Rudnick, who has headed the American Studies program since 1983, also teaches courses for the English department. Professors Shirley Tang and Esther Kingston-Mann, both hold joint-appointments with American Studies as well as Asian American Studies and History respectively.

“We really try to honor the interdisciplinary -the way in which we try to understand the United States without disciplinary boundaries blocking our view so that we can have a rich and full understanding of why things have been the way they are, why they work the way they do,” says Rudnick of the infusion of her faculty into other departments.”We’re not drawing departmental lines around us, we’re keeping ourselves open and collaborative with other departments who teach in fields that are important to understanding US society and culture,” she says.

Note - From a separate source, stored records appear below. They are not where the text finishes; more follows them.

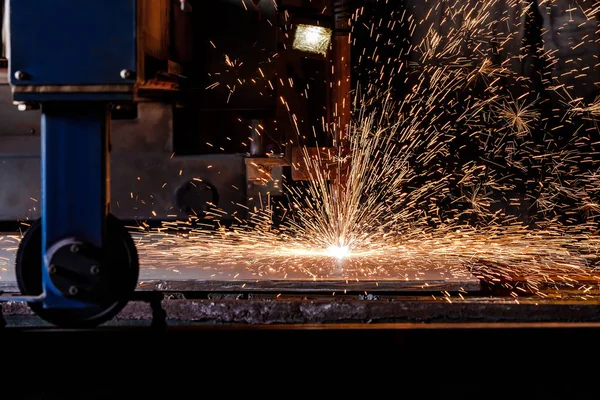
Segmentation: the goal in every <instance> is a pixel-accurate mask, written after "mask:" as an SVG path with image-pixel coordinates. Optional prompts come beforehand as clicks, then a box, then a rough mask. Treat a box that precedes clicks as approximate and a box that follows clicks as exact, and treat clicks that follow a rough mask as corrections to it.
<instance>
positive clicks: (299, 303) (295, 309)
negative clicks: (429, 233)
mask: <svg viewBox="0 0 600 400" xmlns="http://www.w3.org/2000/svg"><path fill="white" fill-rule="evenodd" d="M162 307H163V309H164V310H165V311H166V315H167V319H168V320H170V321H171V322H172V323H177V322H178V321H180V322H204V323H207V322H208V323H227V324H259V325H264V324H267V325H269V324H323V323H349V322H352V323H372V324H376V323H406V322H427V323H436V322H456V323H458V322H461V323H464V322H471V323H474V322H570V323H574V322H580V323H581V322H600V312H599V311H600V304H599V303H598V302H597V301H579V302H556V301H535V302H533V301H531V302H526V303H522V304H516V303H515V302H514V301H510V300H501V299H498V300H490V299H486V298H470V299H467V300H463V301H455V302H453V303H448V302H447V301H444V300H437V301H434V300H432V299H431V297H428V298H425V297H424V298H410V299H409V300H403V299H402V298H400V297H398V298H393V299H382V300H358V299H357V298H354V299H348V298H346V299H339V300H336V299H333V298H331V299H330V300H327V299H319V300H311V299H302V298H298V299H284V300H279V299H258V300H232V299H225V300H206V299H205V300H172V299H171V300H163V302H162ZM3 311H4V314H5V315H6V316H9V317H10V316H21V317H28V316H29V317H30V316H32V315H33V314H32V313H31V311H30V310H29V308H28V307H27V305H26V304H23V303H6V304H4V305H3ZM151 317H152V312H151V309H150V306H149V305H148V304H147V303H142V302H130V303H129V304H128V305H127V306H126V307H125V309H123V311H122V312H121V313H120V314H119V315H118V316H117V320H121V321H124V320H149V319H151Z"/></svg>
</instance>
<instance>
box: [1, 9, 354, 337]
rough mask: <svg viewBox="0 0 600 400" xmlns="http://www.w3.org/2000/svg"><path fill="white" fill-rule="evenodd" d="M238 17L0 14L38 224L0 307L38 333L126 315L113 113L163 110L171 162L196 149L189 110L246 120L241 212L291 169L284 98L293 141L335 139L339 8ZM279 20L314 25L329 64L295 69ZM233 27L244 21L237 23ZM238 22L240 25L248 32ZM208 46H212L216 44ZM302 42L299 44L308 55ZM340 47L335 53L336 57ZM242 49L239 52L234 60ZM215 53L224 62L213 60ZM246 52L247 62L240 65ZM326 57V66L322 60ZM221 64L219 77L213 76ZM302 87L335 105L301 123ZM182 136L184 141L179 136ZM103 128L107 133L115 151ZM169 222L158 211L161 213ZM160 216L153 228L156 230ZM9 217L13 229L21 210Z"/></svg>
mask: <svg viewBox="0 0 600 400" xmlns="http://www.w3.org/2000/svg"><path fill="white" fill-rule="evenodd" d="M329 2H331V3H332V4H330V6H331V7H328V3H329ZM241 3H242V5H243V6H244V7H243V8H244V10H243V13H242V14H240V13H239V10H240V9H241V8H242V7H241V6H240V3H239V2H238V1H235V2H234V1H230V0H221V1H214V2H207V3H206V4H205V3H204V2H198V3H194V2H192V1H183V0H176V1H175V0H172V1H171V0H158V1H152V0H102V1H100V0H94V1H86V2H81V1H79V0H60V1H53V2H39V1H36V0H18V1H10V2H7V3H6V7H5V12H6V13H7V14H8V18H5V20H6V21H7V22H8V26H5V27H4V32H5V33H8V34H7V35H6V36H7V39H8V40H7V43H6V52H7V56H8V57H7V58H8V60H9V69H8V75H9V83H10V87H11V92H12V99H13V102H14V104H15V105H16V106H17V107H18V109H19V110H21V111H26V110H39V111H38V112H40V113H41V125H40V128H41V138H40V139H41V140H40V144H41V153H40V154H41V159H40V164H41V193H40V198H41V213H40V216H41V217H40V218H39V219H38V220H35V221H34V222H33V223H32V224H31V226H30V227H29V229H28V230H27V232H26V234H25V235H24V237H23V238H22V240H21V242H20V245H19V249H18V254H17V257H16V276H17V283H18V287H19V289H20V291H21V295H19V296H8V297H6V296H5V297H3V298H2V299H1V301H24V302H27V303H29V304H30V307H31V309H32V310H33V311H34V312H35V313H36V314H37V315H39V316H40V317H42V318H43V319H45V320H46V321H49V322H51V323H53V324H55V325H59V326H67V327H85V326H95V325H98V324H100V323H103V322H105V321H108V320H110V319H111V318H112V317H114V316H115V315H116V314H117V313H118V312H119V311H120V310H121V309H122V308H123V307H124V305H125V304H126V303H127V302H128V299H129V298H130V296H131V295H132V293H133V292H134V290H135V288H136V286H137V283H138V274H139V264H138V255H137V251H136V246H135V244H134V242H133V240H132V237H131V236H130V234H129V232H128V231H127V229H125V227H124V223H123V222H122V221H121V220H120V219H119V218H118V217H117V216H115V215H114V214H113V212H114V206H113V207H112V209H111V197H113V202H114V197H115V196H116V197H117V198H120V196H122V195H123V193H121V192H120V191H119V190H114V186H113V185H111V174H112V176H113V177H114V176H117V177H118V176H119V175H121V174H125V173H126V172H127V171H126V170H123V169H121V168H126V167H119V165H127V164H115V163H114V162H113V163H111V162H110V154H111V150H112V145H113V143H114V142H115V141H117V140H121V139H122V136H121V135H125V134H126V132H122V131H121V130H119V128H118V127H117V128H116V127H115V124H114V123H113V121H111V117H115V116H116V115H117V114H118V112H119V110H129V109H135V108H136V107H138V106H140V107H142V106H144V105H147V104H168V105H172V110H171V112H172V118H173V120H172V125H173V131H174V134H173V136H174V137H173V138H171V139H172V140H173V141H174V142H179V143H180V144H179V146H178V147H179V148H180V149H184V150H177V149H174V151H173V154H175V153H177V152H178V151H179V152H182V153H183V154H184V155H185V154H186V150H189V149H190V148H194V146H196V147H197V140H196V141H194V140H195V136H194V134H193V133H191V134H190V132H189V130H190V129H189V126H190V125H194V124H196V125H198V124H199V125H201V126H202V124H203V122H202V121H199V119H198V114H199V113H198V110H204V111H206V110H211V111H218V112H221V113H222V112H228V111H232V110H233V111H234V112H235V113H237V114H236V115H238V116H243V118H245V119H246V120H248V121H249V122H250V126H251V128H252V129H251V130H252V132H251V134H250V136H249V138H248V139H249V140H248V144H249V146H248V151H246V152H245V154H244V153H243V151H240V150H239V149H234V150H231V151H230V152H231V153H242V154H243V156H244V157H245V158H247V160H249V161H250V162H248V161H246V162H245V163H242V165H244V166H245V167H246V169H245V172H246V181H247V182H248V185H247V190H246V198H247V199H250V200H251V199H252V197H253V195H255V194H257V193H258V192H260V190H261V189H260V185H254V184H253V183H255V182H260V181H261V173H263V172H264V169H265V168H266V169H268V170H272V169H273V168H280V167H283V166H289V165H290V160H291V157H292V153H293V151H292V149H291V148H283V149H282V148H281V147H277V146H280V144H281V143H287V142H289V136H290V131H291V130H292V129H291V126H286V122H285V121H289V120H290V118H289V115H287V114H285V113H284V114H281V113H282V110H284V107H283V106H282V105H281V104H280V103H279V101H278V99H279V98H283V96H282V95H284V96H285V98H286V99H288V101H295V103H296V104H295V106H296V107H300V110H301V111H303V112H304V113H305V114H306V115H311V116H312V120H313V121H311V120H309V119H307V120H306V121H296V124H297V125H298V124H299V125H300V129H302V126H301V125H302V124H305V125H307V126H310V125H314V121H320V120H323V118H324V117H326V120H327V122H328V123H331V124H333V125H334V126H337V128H336V129H337V130H338V131H340V132H342V131H343V127H344V126H345V125H347V124H348V121H349V104H350V102H349V100H348V99H349V88H350V82H349V79H350V78H349V70H348V68H349V57H347V55H346V54H345V53H344V54H342V53H343V52H349V45H348V35H349V29H348V20H349V17H350V14H349V10H350V8H349V5H348V4H349V2H347V1H340V0H336V1H335V2H332V1H331V0H323V1H316V2H312V3H311V4H308V5H307V4H305V3H307V2H300V1H274V0H243V1H242V2H241ZM333 6H335V7H333ZM284 9H285V13H284V14H285V18H286V19H288V21H287V22H286V23H290V21H289V19H290V15H291V16H292V19H293V21H291V22H292V24H295V25H300V24H303V23H304V24H306V23H307V21H308V23H309V24H310V23H315V21H316V24H317V25H319V26H321V27H322V28H323V30H322V31H321V32H320V34H321V35H322V34H323V32H325V33H326V34H328V35H330V34H331V32H332V30H333V31H334V40H332V41H331V42H332V43H333V44H334V46H333V47H334V48H335V49H336V50H335V51H334V52H331V51H329V49H330V48H329V41H327V44H326V46H327V47H325V49H319V50H318V51H315V52H314V53H315V54H313V55H312V56H309V57H305V56H306V54H301V56H302V57H300V56H299V52H298V51H297V50H295V49H294V48H293V46H292V43H293V41H294V40H295V39H297V38H294V37H293V35H290V34H289V33H286V34H284V35H279V34H278V26H277V18H279V16H280V14H281V11H282V10H284ZM322 10H330V12H329V11H328V12H329V13H324V12H323V11H322ZM215 13H220V14H223V15H225V14H226V15H228V17H227V18H226V19H227V20H228V21H229V22H227V23H216V22H215V21H214V18H213V17H212V15H213V14H215ZM239 15H242V17H240V18H238V17H236V16H239ZM248 15H250V17H248ZM236 18H237V19H236ZM314 18H317V19H316V20H315V19H314ZM240 21H241V22H240ZM243 21H246V22H245V23H247V22H248V21H250V22H249V24H246V25H244V23H242V22H243ZM311 21H312V22H311ZM273 22H275V24H274V23H273ZM244 29H248V31H245V32H244V31H243V30H244ZM219 32H220V33H219ZM219 35H220V36H219ZM214 37H220V39H221V40H219V41H218V42H217V44H215V42H214ZM305 39H306V38H305ZM240 41H241V42H242V43H241V44H240ZM310 41H311V37H308V42H309V43H308V51H309V52H310ZM336 42H339V43H340V45H339V46H335V43H336ZM244 43H246V44H247V45H248V46H242V44H244ZM322 44H323V42H322V40H321V41H320V45H322ZM306 45H307V44H306V43H304V46H305V47H306ZM217 46H220V48H218V50H217V51H218V52H221V53H222V54H220V56H219V55H216V53H214V51H215V49H217ZM247 47H256V48H253V49H252V51H250V50H248V48H247ZM286 50H289V51H288V52H287V53H286ZM305 50H306V49H305ZM340 52H342V53H340ZM213 53H214V54H213ZM244 53H248V54H244ZM338 53H339V54H338ZM328 54H332V55H333V57H334V60H331V59H328V58H327V57H326V55H328ZM294 57H295V58H294ZM241 58H244V59H243V60H242V61H240V59H241ZM300 58H302V59H303V61H301V62H300V64H298V63H296V67H297V68H296V70H294V68H291V67H290V65H291V64H294V59H295V60H296V61H297V60H299V59H300ZM223 59H224V60H225V62H224V63H225V65H226V67H227V69H226V71H225V72H223V71H222V70H219V67H220V66H222V65H223ZM336 60H337V61H336ZM340 60H342V61H341V64H340ZM343 60H345V61H343ZM327 61H329V62H330V63H332V64H335V63H337V64H335V65H336V66H337V69H335V68H333V70H335V71H336V72H335V74H344V75H345V78H340V76H337V75H334V76H330V75H328V72H327V71H330V70H332V69H331V68H329V67H328V65H327ZM334 61H335V63H334ZM302 63H304V64H306V63H308V64H310V65H304V66H303V65H302ZM338 64H339V65H338ZM242 65H243V66H242ZM315 65H316V66H317V67H318V68H316V70H317V71H322V74H321V76H318V77H317V78H316V79H315V77H314V76H313V77H310V76H302V74H301V73H300V75H299V72H298V71H300V70H303V68H304V70H307V69H308V70H311V71H314V70H315ZM253 70H254V71H253ZM287 77H292V78H294V81H295V82H296V86H297V87H296V88H291V87H287V88H286V87H285V86H286V85H285V84H284V82H285V81H287V80H288V78H287ZM274 78H275V79H274ZM211 79H212V80H211ZM290 79H291V78H290ZM213 81H214V82H213ZM303 81H305V86H307V85H308V84H309V83H310V84H313V82H319V81H320V82H322V83H321V85H322V86H323V90H324V92H325V93H327V96H325V97H326V98H327V99H328V100H327V101H328V102H331V103H332V104H331V105H326V106H325V107H324V106H323V105H322V104H317V105H315V104H313V105H312V109H313V111H311V110H310V109H308V108H310V107H311V104H310V103H311V102H309V101H308V100H307V99H306V98H304V99H301V97H302V96H301V95H299V93H301V92H302V90H303V89H302V86H301V83H302V82H303ZM327 81H330V82H340V85H341V86H340V85H330V87H329V88H328V87H327V85H325V84H324V82H327ZM273 82H274V85H273ZM219 86H220V87H219ZM289 86H291V85H289ZM313 86H314V85H313ZM215 88H216V90H207V89H215ZM286 90H287V92H286ZM207 93H210V95H209V94H207ZM294 99H295V100H294ZM312 103H314V102H312ZM334 103H335V104H338V103H339V107H338V106H335V105H334ZM302 107H304V108H306V107H308V108H306V109H303V108H302ZM315 109H316V110H318V111H317V112H316V113H315V112H314V110H315ZM332 109H336V110H341V111H339V112H338V113H337V114H335V115H334V114H332V113H331V112H329V113H328V114H327V111H325V113H326V115H325V116H324V115H322V114H323V112H324V111H323V110H332ZM319 110H320V111H319ZM287 112H288V113H289V110H288V111H287ZM311 113H312V114H311ZM200 114H202V113H200ZM313 114H314V115H313ZM282 115H283V117H282ZM240 120H241V119H240ZM278 121H279V124H278ZM281 121H284V122H283V123H282V122H281ZM204 122H206V121H204ZM288 124H289V122H288ZM181 126H184V128H183V129H180V131H184V133H178V132H177V127H181ZM111 127H112V128H115V129H113V130H114V131H115V132H113V133H114V135H113V138H112V139H111ZM258 127H260V128H261V129H264V130H265V131H268V133H269V134H268V135H267V134H265V132H264V131H263V132H262V135H261V132H259V128H258ZM296 129H298V127H297V128H296ZM117 131H118V132H117ZM186 131H188V132H187V133H186ZM320 134H321V135H325V133H324V132H320ZM246 135H247V134H246ZM340 135H342V133H337V136H338V137H341V136H340ZM219 136H222V135H220V134H219V135H217V137H219ZM190 138H191V139H192V140H191V141H190ZM269 141H270V142H269ZM320 143H327V141H326V140H322V141H321V142H320ZM284 146H285V145H284ZM175 147H177V145H175ZM211 147H212V145H211ZM273 149H275V150H273ZM223 150H225V151H227V150H229V149H223ZM192 154H194V153H193V150H192ZM111 170H112V171H111ZM179 175H181V171H180V173H179ZM138 179H139V178H138ZM300 179H301V178H300ZM230 186H231V185H230ZM182 188H183V189H182ZM186 188H188V189H190V190H191V187H190V186H189V185H187V186H186V185H185V184H184V185H182V186H181V187H180V189H182V190H179V191H177V196H176V197H177V199H179V200H181V199H182V198H184V201H183V203H185V198H186V195H185V193H183V192H186V190H185V189H186ZM111 193H112V194H113V196H111ZM128 194H129V193H127V195H128ZM187 197H190V196H187ZM191 197H193V196H191ZM209 200H210V199H209ZM211 201H214V200H211ZM208 202H210V201H208ZM174 203H177V201H174ZM231 203H234V201H231ZM249 205H250V204H249ZM174 206H178V208H180V209H184V210H188V212H190V211H189V210H190V209H192V206H190V205H189V204H174ZM172 208H173V206H170V207H169V206H168V205H167V206H165V207H164V210H170V209H172ZM228 211H229V210H228ZM9 212H10V210H9ZM121 212H122V211H121ZM191 212H194V213H195V211H194V210H192V211H191ZM166 213H167V211H165V212H163V214H161V215H159V216H160V217H164V218H166ZM14 215H15V213H14V212H13V213H12V214H9V216H14ZM16 215H17V216H18V217H19V218H20V217H21V216H22V215H21V214H20V211H19V210H17V213H16ZM1 217H2V216H1V215H0V219H2V218H1Z"/></svg>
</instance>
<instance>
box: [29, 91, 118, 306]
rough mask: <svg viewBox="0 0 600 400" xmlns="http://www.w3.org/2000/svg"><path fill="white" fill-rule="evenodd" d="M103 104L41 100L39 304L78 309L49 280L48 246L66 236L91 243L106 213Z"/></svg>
mask: <svg viewBox="0 0 600 400" xmlns="http://www.w3.org/2000/svg"><path fill="white" fill-rule="evenodd" d="M109 116H110V115H109V112H108V106H107V105H106V103H95V102H81V103H74V102H59V103H46V104H43V105H42V191H41V192H42V210H41V211H42V213H41V214H42V257H43V263H42V269H43V271H42V285H43V288H44V293H45V295H46V297H45V300H44V302H43V304H44V307H52V308H82V307H85V306H89V305H88V304H86V303H84V302H81V301H76V300H73V299H68V298H66V297H64V296H63V294H62V293H61V292H60V291H58V289H57V288H56V287H55V286H54V285H53V284H52V282H51V280H50V276H49V273H48V259H47V256H46V255H47V251H48V249H49V248H50V247H51V246H52V245H53V244H55V243H56V242H58V241H59V240H62V239H66V238H77V239H78V240H81V241H85V242H87V243H89V244H91V245H93V246H95V247H97V248H102V244H103V241H104V232H105V223H106V216H107V214H108V212H109V201H110V200H109V186H108V182H109V171H108V166H109V162H108V157H109V147H108V146H109V130H110V119H109Z"/></svg>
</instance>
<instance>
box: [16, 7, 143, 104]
mask: <svg viewBox="0 0 600 400" xmlns="http://www.w3.org/2000/svg"><path fill="white" fill-rule="evenodd" d="M9 13H10V83H11V85H13V87H14V100H16V101H38V100H39V101H49V100H61V99H62V98H61V94H63V93H64V96H63V97H64V98H65V99H68V100H78V94H80V93H98V97H94V96H93V95H89V94H85V95H82V96H81V100H86V101H89V100H92V101H93V100H102V101H106V100H111V99H113V98H114V99H117V100H123V99H127V98H128V97H127V96H129V98H131V95H130V94H131V92H132V91H133V84H134V83H135V71H136V0H86V1H81V0H55V1H39V0H16V1H15V0H13V1H11V2H10V6H9ZM124 70H125V71H129V72H131V73H130V74H128V75H127V76H126V77H123V76H122V74H121V71H124ZM17 75H20V76H17ZM100 94H101V95H100ZM111 94H112V97H111Z"/></svg>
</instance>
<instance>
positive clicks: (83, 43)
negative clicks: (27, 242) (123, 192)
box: [0, 0, 137, 308]
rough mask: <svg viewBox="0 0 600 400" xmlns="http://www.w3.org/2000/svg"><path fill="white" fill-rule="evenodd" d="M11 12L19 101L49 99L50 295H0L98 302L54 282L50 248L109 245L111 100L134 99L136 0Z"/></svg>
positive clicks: (55, 306)
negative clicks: (108, 239) (53, 246)
mask: <svg viewBox="0 0 600 400" xmlns="http://www.w3.org/2000/svg"><path fill="white" fill-rule="evenodd" d="M8 12H9V19H10V23H9V24H10V36H9V38H10V83H11V85H12V89H13V99H14V100H15V101H24V102H33V103H41V105H42V124H41V125H42V210H41V211H42V224H41V225H42V258H43V260H42V286H43V293H42V295H40V296H8V297H0V302H2V301H27V302H40V301H41V302H42V304H43V306H44V307H46V308H87V307H91V306H94V305H93V304H88V303H85V302H82V301H78V300H75V299H73V298H70V297H67V296H65V295H64V294H63V293H61V292H60V291H59V290H58V289H57V288H56V286H55V285H54V284H53V283H52V281H51V279H50V275H49V272H48V267H49V265H48V264H49V258H50V255H49V252H51V251H52V250H53V246H54V245H56V244H57V243H59V242H61V241H62V240H64V239H74V240H76V241H80V242H85V243H89V244H91V245H93V246H95V247H97V248H103V242H104V235H105V224H106V218H107V215H108V211H109V196H108V182H109V173H108V165H109V162H108V153H109V150H108V140H109V127H110V114H109V112H108V107H109V104H110V103H111V102H114V101H133V92H134V85H135V81H136V77H135V72H136V61H137V55H136V42H137V35H136V31H137V21H136V18H137V1H136V0H85V1H82V0H53V1H47V0H43V1H40V0H10V2H9V7H8ZM122 71H123V72H126V73H122ZM17 72H18V73H17Z"/></svg>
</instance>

Rudnick contends that, like any humanities or liberal arts degree, American Studies does not prepare students for any particular profession as graduate and advanced study are necessary to do so. However, she continues that what the major does do is lay the foundation for a number of different career and academic paths.The program has attracted students interested in pursuing careers in teaching, law school, government, and non-profit work. According to Rudnick graduates have parleyed their degree into careers with the peace corps, and have even taught in international settings. “I cant’ say that American Studies is going to put you in a better position than History or Political Science or Sociology or English in terms of getting some undefined job out in the world after you receive your BA,” Rudnick tells students in her introductory courses. However, she continues that, “What it will give you is very rich, very broad, and very critical ways of understanding how this country functions, how its culture has been constructed, how race and gender issues compare with one another across the lines of different aspects of culture, of history, of society.” The introductory course in American Studies, American Identities has spun-off into a text book created for high school and college students tackling American History since 1945. Rudnick, along with contributing editors Judith Smith and Rachel Rubin, has compiled American Identities: An Introductory Reader to be distributed by Blackwell Publishers.

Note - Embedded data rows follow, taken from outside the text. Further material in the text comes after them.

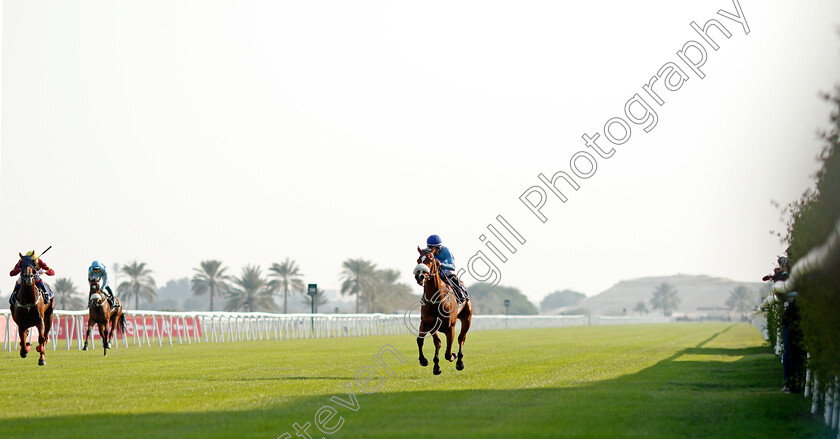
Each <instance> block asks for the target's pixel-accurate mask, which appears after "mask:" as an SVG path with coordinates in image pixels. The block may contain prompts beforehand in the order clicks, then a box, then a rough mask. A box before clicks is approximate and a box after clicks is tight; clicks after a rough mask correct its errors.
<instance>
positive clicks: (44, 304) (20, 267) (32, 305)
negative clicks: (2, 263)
mask: <svg viewBox="0 0 840 439" xmlns="http://www.w3.org/2000/svg"><path fill="white" fill-rule="evenodd" d="M18 256H20V263H19V265H18V267H19V268H20V279H21V282H20V290H18V295H17V300H16V301H15V303H14V304H13V305H11V307H10V309H11V310H12V318H13V319H14V320H15V324H16V325H17V326H18V335H20V357H21V358H26V355H27V354H29V343H28V342H27V341H26V340H27V339H28V338H29V328H31V327H33V326H34V327H35V328H36V329H38V346H37V347H36V348H35V350H36V351H38V353H39V354H41V356H40V357H39V358H38V365H39V366H43V365H45V364H47V359H46V358H45V355H44V354H45V352H46V344H47V340H49V337H50V328H51V327H52V313H53V310H54V309H55V298H54V297H53V298H50V301H49V302H46V303H45V302H44V296H43V295H42V294H41V291H40V290H39V289H38V285H37V283H36V282H35V277H36V274H37V272H38V266H37V263H36V262H35V259H34V258H32V257H30V256H24V255H21V254H20V253H18Z"/></svg>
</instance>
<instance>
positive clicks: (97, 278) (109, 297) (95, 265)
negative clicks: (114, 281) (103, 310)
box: [88, 261, 116, 308]
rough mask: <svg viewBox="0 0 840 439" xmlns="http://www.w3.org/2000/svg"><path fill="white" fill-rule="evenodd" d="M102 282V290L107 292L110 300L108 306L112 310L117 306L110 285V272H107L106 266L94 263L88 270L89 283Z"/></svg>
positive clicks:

The material for the text includes music, photography, literature, and pop cultural references. The text, due for release next fall, was accumulated through teaching the course not only at UMass Boston, but in a collaboration with a Cambridge Rindge and Latin program that allows high school students to earn college credit while taking the course. “The American Studies Founder’s Award” is now offered for American Studies majors at UMB. The $350 award is sponsored by former English professor and founder of American Studies at UMass Boston, Seymour Katz. It will be given this May to a student who has demonstrated outstanding work within the program and secured the recommendation of at least two of the faculty. Along with the addition of the founder’s award, the program is also in the process of hiring a new faculty member to replace the void left in the African American history and culture realm of the program with the loss of Professor Deborah Whaley two years ago.

Rudnick is excited to welcome the new addition to the American Studies program. She is proud of the intellectual excitement and commitment of the faculty involved with the American Studies program. “We’re very hands on,” she says. “The mentoring here, I think, is very good. I meet almost every student who becomes a major…If you call up, you’ve got a problem, I’ll deal with it.”